Since the daughter of a friend of my family is doing the Trad course at Newcastle, and my daughter is up there doing a Fine Arts degree, my comments can be viewed as biassed.

That said, I believe that anything that will produce a rising generation interested and committed to the future of Folk and Traditional Music can only be a good thing. The thought that Vic Gammon and/or Sandra Kerr might result in cloning graduates with a common agenda is rather silly. Guest lecturers such as Richard Thompson are invited to make a contribution. At the Martin Carthy interview at Sidmouth this year, the story was told how a younger Emily Portman asked Shirley Collins at a Folk South-West workshop, to borrow a recording she played of Pop Maynard because the former was besotted by his singing. The story was very touching, but it showed one example of an enquiring mind at work. Absolutely wonderful, and not a Geordie within hearing! It has also brought out the local boy in Jim Causley, now captain of his Devon wassailers, and I noticed jamming in with the Pixies at Towersey this year.

If I have one reservation to make about the course on offer is that it doesn't seem to foster the next generation of Folk entrepreneurs, and all levels of engagement are needed if this music is to flourish within the foreseeable future. I have the comment from my 19 year old Newcastle undergraduate that Sidmouth this year was perceived as fifty-somethings trying to put on events that young people ought to be interested in. It's not just the quality of the performer you book - it's the ambience provided in which they perform - now there's a dimension younger people understand which we oldies can't get our heads around! There was talk of 'shadowing' by younger people, but I'm not aware that it happened. There is the need for a business studies unit on such courses so these people can get their heads around dealing with local and district councils, fire officers, the media, licensing, arts bodies, possible sponsors, agents, etc. etc. - then, of course, there are so many artistic considerations to be made, to the benefit of themselves, their own careers, and the wider Folk fraternity.

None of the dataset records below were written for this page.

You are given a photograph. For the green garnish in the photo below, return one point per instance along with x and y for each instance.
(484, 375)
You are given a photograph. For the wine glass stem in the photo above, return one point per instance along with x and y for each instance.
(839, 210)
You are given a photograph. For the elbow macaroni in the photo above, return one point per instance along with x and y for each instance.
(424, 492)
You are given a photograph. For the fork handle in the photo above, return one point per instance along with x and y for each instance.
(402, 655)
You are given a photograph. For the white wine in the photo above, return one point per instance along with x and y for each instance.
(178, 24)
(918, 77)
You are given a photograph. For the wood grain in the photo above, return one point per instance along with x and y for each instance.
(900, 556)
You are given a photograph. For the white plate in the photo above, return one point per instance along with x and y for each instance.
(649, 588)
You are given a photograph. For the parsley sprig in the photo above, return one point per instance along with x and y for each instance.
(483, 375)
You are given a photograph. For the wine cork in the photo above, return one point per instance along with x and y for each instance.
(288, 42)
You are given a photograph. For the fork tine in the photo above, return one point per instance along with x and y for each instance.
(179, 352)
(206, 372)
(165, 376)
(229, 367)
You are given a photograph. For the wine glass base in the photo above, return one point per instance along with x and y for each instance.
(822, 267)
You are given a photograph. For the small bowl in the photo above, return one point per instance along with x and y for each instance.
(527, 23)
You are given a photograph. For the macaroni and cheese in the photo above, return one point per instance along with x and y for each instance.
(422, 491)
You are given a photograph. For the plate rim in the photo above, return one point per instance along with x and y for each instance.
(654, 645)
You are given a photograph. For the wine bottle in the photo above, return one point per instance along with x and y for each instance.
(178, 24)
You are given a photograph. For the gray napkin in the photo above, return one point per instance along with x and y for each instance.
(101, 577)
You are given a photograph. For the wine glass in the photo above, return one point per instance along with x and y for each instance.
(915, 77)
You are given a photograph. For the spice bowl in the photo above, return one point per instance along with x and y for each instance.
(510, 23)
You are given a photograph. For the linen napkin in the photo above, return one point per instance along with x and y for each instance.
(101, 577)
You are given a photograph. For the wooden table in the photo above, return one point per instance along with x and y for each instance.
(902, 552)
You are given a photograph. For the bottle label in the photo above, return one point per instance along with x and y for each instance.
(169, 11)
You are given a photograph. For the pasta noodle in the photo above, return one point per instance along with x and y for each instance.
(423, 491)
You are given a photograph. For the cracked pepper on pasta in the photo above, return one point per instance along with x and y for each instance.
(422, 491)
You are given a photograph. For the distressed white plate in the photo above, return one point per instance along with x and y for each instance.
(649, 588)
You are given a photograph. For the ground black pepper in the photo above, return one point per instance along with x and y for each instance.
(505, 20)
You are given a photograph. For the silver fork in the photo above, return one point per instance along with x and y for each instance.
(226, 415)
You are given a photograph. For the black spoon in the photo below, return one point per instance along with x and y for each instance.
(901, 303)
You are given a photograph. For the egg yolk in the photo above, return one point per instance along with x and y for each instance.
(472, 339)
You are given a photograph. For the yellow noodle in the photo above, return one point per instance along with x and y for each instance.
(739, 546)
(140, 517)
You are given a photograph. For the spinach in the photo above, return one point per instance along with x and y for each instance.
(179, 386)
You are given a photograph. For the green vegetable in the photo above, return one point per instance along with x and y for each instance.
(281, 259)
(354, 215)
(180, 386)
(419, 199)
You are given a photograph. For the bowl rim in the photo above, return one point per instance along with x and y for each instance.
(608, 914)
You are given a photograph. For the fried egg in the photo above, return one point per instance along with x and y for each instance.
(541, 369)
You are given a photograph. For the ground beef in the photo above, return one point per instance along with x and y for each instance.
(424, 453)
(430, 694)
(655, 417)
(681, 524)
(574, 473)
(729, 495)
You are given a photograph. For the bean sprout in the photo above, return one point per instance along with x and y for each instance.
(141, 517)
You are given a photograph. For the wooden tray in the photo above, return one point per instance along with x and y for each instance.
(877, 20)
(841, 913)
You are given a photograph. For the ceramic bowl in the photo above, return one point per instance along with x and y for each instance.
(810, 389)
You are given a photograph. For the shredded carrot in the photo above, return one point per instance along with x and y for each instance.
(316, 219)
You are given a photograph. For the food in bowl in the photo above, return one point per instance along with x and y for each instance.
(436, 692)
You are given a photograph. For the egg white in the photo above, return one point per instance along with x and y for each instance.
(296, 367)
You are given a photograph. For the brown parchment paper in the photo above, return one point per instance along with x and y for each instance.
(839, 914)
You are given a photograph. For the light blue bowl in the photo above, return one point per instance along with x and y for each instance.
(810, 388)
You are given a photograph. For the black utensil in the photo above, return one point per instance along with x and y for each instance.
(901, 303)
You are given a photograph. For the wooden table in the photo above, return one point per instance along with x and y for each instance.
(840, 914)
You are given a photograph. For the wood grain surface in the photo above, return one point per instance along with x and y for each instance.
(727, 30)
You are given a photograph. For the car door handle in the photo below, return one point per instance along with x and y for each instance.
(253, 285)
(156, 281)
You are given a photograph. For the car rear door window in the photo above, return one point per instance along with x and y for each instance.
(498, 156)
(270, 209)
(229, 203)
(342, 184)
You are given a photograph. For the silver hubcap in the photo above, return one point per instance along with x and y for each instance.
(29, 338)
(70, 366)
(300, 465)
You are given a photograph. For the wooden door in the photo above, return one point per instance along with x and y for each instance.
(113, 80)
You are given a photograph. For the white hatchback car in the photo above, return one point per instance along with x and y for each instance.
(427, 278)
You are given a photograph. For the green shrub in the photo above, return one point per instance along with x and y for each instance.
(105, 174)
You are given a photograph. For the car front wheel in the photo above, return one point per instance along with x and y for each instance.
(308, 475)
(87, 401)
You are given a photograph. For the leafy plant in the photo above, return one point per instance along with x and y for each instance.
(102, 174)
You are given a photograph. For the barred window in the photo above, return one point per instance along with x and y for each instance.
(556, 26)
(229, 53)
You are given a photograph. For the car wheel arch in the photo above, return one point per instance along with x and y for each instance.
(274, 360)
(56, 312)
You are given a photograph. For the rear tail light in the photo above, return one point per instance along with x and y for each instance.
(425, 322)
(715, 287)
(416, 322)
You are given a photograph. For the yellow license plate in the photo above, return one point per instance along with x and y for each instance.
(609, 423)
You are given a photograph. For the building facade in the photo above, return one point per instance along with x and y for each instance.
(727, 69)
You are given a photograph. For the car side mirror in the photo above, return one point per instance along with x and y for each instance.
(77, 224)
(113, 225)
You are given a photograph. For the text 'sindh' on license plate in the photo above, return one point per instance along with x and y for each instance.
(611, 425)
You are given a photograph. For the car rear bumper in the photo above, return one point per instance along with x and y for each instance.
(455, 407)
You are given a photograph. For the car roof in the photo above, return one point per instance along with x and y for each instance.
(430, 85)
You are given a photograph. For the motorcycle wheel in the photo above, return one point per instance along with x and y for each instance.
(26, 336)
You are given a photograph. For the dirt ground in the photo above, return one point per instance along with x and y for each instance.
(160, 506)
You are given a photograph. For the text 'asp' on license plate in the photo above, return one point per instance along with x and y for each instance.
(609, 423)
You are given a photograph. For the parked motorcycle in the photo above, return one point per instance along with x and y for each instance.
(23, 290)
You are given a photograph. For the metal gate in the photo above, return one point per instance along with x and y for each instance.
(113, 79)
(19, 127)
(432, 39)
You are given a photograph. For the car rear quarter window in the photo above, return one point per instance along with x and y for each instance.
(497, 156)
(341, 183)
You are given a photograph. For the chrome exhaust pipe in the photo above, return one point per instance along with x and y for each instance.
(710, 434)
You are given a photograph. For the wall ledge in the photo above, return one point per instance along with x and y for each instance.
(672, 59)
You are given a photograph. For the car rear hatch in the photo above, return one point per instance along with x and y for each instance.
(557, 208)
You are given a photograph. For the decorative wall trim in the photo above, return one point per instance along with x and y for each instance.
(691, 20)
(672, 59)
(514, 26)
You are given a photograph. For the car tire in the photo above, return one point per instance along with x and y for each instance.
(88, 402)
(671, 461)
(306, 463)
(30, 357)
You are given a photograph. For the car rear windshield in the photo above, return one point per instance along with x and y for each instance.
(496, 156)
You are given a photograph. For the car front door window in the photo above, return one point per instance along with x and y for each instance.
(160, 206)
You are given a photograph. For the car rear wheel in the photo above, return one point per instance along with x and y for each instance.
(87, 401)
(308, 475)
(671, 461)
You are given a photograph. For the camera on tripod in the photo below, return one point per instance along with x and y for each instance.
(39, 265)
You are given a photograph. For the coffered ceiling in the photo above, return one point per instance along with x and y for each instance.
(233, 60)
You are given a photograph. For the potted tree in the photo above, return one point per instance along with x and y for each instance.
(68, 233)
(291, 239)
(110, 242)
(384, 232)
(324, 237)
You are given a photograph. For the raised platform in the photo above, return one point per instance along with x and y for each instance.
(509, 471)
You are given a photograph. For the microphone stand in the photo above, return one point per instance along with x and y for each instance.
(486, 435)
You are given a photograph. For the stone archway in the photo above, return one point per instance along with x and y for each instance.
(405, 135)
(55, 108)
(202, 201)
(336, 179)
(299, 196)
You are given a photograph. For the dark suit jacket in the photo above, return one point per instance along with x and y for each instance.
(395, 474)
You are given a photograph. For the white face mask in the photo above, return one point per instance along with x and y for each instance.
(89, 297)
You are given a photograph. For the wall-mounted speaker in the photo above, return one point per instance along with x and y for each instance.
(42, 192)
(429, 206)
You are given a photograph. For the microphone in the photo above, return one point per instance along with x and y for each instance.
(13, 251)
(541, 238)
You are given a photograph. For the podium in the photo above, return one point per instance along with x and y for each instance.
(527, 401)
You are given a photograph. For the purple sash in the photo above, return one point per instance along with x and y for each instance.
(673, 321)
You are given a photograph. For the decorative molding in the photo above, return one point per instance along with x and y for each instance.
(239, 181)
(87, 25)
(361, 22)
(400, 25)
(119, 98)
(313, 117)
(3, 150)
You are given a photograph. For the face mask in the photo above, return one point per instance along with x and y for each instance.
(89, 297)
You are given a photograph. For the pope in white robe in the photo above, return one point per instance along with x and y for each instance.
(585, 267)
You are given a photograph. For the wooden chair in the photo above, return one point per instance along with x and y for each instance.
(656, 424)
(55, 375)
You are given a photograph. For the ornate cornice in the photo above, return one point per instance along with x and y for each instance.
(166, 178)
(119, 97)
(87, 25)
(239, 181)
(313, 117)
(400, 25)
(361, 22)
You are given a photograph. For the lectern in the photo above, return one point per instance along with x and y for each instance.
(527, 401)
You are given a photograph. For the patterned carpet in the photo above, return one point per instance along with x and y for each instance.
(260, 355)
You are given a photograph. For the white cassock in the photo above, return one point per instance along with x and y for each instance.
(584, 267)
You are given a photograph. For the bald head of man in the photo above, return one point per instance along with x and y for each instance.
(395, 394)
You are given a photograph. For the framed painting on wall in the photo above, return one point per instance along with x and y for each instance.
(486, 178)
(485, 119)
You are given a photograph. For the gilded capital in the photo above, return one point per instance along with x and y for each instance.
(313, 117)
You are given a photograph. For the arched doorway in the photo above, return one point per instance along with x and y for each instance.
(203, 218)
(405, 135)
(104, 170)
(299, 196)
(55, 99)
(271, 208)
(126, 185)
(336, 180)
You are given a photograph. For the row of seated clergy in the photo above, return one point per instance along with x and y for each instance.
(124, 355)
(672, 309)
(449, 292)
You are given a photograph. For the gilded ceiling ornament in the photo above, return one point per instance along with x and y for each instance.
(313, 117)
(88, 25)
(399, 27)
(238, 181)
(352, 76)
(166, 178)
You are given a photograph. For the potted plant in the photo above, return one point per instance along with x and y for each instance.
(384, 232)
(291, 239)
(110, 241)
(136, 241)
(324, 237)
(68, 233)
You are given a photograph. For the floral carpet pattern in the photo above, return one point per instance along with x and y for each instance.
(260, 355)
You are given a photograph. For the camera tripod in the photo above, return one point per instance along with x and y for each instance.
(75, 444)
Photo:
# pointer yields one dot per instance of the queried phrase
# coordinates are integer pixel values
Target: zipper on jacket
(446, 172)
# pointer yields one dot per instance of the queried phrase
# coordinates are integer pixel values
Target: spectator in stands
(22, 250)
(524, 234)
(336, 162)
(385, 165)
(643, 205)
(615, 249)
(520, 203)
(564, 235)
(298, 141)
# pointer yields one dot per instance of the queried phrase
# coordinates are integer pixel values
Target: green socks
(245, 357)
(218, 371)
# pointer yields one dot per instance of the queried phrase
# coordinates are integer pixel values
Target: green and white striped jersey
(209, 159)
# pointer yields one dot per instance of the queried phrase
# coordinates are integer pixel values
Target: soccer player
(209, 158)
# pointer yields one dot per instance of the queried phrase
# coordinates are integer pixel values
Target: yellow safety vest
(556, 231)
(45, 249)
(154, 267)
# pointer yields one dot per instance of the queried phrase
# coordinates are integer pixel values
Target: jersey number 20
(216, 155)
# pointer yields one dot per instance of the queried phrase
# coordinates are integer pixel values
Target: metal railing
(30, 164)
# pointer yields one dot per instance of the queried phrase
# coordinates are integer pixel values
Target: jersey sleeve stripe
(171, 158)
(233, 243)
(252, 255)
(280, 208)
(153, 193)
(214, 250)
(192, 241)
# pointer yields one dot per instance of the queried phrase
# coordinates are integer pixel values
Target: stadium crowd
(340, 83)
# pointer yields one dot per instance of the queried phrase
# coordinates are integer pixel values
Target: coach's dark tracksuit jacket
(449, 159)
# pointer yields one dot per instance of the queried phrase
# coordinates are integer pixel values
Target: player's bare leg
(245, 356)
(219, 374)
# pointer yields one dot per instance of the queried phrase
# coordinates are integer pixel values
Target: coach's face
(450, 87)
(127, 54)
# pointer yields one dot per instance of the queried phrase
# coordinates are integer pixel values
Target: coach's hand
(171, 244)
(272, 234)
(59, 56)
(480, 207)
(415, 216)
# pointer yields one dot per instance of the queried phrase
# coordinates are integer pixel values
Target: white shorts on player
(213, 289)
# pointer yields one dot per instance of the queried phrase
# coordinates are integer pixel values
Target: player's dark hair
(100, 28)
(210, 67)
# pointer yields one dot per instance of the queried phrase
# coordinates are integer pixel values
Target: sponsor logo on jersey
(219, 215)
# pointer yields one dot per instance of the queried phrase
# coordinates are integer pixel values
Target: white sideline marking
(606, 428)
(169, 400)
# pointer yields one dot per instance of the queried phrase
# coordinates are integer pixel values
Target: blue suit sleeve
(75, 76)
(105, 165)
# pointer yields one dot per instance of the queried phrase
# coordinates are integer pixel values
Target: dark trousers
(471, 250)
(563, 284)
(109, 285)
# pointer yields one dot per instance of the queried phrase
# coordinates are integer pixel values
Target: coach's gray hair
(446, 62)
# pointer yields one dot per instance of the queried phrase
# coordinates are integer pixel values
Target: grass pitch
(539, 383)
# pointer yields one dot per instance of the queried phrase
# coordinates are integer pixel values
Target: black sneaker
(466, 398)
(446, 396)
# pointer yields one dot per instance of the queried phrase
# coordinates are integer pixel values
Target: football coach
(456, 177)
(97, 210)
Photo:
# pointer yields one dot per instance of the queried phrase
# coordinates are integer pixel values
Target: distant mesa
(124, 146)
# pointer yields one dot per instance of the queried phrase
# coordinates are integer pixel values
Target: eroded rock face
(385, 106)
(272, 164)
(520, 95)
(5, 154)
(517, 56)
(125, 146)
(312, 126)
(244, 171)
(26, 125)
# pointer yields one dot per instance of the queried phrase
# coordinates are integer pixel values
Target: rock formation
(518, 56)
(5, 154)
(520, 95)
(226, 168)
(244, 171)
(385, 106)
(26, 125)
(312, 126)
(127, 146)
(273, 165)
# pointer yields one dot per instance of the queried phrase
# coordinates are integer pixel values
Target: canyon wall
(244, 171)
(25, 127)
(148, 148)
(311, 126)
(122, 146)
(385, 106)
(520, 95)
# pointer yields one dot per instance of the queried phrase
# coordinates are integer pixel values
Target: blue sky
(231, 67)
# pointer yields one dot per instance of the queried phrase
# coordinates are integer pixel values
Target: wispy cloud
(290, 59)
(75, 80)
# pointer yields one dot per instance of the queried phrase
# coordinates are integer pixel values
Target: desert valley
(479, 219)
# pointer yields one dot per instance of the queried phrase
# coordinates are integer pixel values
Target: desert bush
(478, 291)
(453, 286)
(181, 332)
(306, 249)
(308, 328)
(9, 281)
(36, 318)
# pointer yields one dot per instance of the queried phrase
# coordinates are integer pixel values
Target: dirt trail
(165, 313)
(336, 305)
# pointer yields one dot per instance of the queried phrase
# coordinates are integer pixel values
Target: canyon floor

I have loved this music ever since I was a teeneager, and thirty-five years later still want to impart that love and sense of fun. However, younger people have their own perception of the same thing and must be allowed to explore and utilise it in their own way. I welcome the Folk Degree course as one avenue to this end, moreso because it can only raise standards across the board. I wish all the Newcastle students well, and look forward to welcoming them at Sidmouth FolkWeek and elsewhere in years to come.